|
I have distance matrices comparing pairs of documents (authorship attribution), and there is no dataset as such (no feature values, etc), just the distances between points. I'm wondering if there is an implementation of a classification algorithm (preferably in python but I can work with anything) that takes just this matrix as input and builds a model for classifying new instances, also using a distance matrix. I'd prefer something recent, SVM level, etc. So far, all of the machine learning libraries I have used (weka, orange) take a dataset as input and not a distance matrix. Distance was calculated using a metric (triangle equality and everything) and non-negative. |
|
you can use multidimensional scaling to produce a low-dimensional representation of your documents, for which Euclidean distance approximate the original distance. And then to train your classifier by some your preferred classification algorithm. If new instances are available in advance, there are no problem. Otherwise, you will encounter the out-of-sample problem. For this problem, you can refer Trosset and Priebe (2008).
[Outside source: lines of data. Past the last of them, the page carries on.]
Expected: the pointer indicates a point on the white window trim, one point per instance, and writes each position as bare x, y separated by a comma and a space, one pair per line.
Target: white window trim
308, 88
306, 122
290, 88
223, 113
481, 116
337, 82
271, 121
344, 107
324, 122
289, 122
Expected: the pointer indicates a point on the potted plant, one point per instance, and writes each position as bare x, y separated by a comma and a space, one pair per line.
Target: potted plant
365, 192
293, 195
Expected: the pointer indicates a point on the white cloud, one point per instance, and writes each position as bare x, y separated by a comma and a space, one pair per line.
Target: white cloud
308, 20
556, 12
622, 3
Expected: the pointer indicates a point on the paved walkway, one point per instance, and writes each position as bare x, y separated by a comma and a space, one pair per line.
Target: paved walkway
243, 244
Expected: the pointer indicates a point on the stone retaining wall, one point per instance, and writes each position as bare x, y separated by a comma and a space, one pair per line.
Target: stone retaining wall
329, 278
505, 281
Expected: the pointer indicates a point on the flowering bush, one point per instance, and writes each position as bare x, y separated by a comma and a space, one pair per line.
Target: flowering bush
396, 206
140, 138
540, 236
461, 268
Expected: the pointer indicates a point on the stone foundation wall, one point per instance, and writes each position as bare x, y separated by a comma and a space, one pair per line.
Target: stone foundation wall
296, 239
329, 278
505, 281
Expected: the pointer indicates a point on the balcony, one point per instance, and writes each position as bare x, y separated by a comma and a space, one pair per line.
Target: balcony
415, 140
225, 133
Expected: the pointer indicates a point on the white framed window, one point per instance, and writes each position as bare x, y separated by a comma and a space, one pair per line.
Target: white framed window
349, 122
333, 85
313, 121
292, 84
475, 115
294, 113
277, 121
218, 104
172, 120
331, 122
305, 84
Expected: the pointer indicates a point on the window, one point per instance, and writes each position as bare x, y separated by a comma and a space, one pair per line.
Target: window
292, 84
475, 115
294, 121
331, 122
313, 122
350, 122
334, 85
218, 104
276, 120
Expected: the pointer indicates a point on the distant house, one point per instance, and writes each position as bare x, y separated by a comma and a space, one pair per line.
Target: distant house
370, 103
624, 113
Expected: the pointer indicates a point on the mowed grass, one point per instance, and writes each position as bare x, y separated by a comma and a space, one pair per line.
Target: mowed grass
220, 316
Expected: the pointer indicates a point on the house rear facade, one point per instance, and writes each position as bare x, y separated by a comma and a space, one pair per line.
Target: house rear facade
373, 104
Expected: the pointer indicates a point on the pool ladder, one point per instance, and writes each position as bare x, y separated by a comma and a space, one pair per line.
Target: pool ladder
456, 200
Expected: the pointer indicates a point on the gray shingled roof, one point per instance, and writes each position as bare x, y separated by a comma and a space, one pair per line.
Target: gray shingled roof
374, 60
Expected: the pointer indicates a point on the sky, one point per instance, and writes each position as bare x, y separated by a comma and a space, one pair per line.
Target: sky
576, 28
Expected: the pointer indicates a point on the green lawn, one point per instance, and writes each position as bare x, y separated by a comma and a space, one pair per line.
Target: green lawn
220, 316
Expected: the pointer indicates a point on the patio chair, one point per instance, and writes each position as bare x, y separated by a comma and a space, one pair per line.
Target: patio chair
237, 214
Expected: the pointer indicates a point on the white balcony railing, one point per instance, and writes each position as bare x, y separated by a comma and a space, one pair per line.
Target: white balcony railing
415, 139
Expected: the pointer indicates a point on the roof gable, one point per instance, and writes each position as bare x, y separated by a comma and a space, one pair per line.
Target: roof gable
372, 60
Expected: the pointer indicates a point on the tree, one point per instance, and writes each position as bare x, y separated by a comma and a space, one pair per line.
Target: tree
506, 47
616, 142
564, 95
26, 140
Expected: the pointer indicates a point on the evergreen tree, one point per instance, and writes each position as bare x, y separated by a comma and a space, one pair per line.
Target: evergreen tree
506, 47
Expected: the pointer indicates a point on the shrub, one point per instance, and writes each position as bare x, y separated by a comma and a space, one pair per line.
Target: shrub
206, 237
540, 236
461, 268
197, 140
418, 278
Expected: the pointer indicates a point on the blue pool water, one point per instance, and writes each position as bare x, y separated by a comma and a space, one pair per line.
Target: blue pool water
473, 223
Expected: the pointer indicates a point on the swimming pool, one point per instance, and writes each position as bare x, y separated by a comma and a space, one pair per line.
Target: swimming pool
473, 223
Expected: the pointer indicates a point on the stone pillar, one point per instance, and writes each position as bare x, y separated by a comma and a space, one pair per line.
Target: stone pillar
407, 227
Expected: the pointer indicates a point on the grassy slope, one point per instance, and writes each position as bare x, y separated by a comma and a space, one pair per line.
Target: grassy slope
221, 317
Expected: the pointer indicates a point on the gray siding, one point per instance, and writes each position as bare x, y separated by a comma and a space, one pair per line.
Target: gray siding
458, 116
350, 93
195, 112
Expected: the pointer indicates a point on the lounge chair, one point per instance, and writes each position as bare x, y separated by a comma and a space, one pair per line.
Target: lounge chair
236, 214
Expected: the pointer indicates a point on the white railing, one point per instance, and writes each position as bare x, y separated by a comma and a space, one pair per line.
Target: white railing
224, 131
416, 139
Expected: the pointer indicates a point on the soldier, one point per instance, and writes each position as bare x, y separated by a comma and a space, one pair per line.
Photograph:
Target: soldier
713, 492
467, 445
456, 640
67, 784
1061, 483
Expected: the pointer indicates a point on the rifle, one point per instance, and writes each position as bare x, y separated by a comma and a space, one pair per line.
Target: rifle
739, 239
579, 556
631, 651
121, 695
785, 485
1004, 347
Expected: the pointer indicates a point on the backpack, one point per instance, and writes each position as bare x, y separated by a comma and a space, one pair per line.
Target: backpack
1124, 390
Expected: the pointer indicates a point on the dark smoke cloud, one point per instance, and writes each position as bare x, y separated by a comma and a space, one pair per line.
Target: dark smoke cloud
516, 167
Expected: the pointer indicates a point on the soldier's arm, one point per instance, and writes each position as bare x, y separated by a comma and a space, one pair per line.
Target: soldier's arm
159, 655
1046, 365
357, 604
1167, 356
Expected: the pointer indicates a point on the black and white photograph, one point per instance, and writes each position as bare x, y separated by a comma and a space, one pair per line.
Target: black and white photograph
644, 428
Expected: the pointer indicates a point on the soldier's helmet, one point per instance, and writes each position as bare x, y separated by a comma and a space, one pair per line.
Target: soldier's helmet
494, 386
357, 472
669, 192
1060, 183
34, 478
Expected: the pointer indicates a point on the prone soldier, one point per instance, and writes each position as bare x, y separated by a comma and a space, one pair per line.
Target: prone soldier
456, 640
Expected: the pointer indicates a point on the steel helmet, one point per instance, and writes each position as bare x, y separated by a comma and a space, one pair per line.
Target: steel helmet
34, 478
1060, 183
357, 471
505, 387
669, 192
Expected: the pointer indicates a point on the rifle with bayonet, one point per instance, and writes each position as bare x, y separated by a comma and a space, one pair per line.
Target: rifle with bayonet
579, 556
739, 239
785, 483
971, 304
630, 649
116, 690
This answer is marked "community wiki".
|
|
Graph-based and kernel-based algorithms can surely be an option as Alexandre suggests. However, using random projections, you can also actually extract explicit features given a kernel matrix. See this Balcan & Blum Kernels as Features paper that describes this idea. Once you get the features, you can just train any standard classifier using them. This is in fact also somewhat similar in spirit to the idea of using MDS on pairwise distances to compute a low dimensional representation, as Shuo suggests. |
|
You should be able to use MDS to place your documents into some subspace. Once they are in this subspace, any classification algorithm should be able to do the rest. Alternatively, you may be able to use spectral clustering to place your documents into a latent space. This approach is more semi-supervised, but should yield fairly accurate predictions. |
|
You can use any graph-based algorithm (similar to the semi-supervised learning setting), any kernel-based algorithm (libsvm for example allows you to define your own kernel, and something like K(x,y) = max_dist - dist(x,y), or exp(-dist(x,y)) should do as a kernel), and this includes gaussian processes. To classify a new example in the kernel-based setting all you need is its distance to the support vectors. 1
Thanks. I can only give one 'accepted answer' (I did try), so Shuo gets it, but it was a tie.
(Sep 30 '10 at 18:51)
Robert Layton
|
I should note that I have implemented KNN. I'm looking for something....better?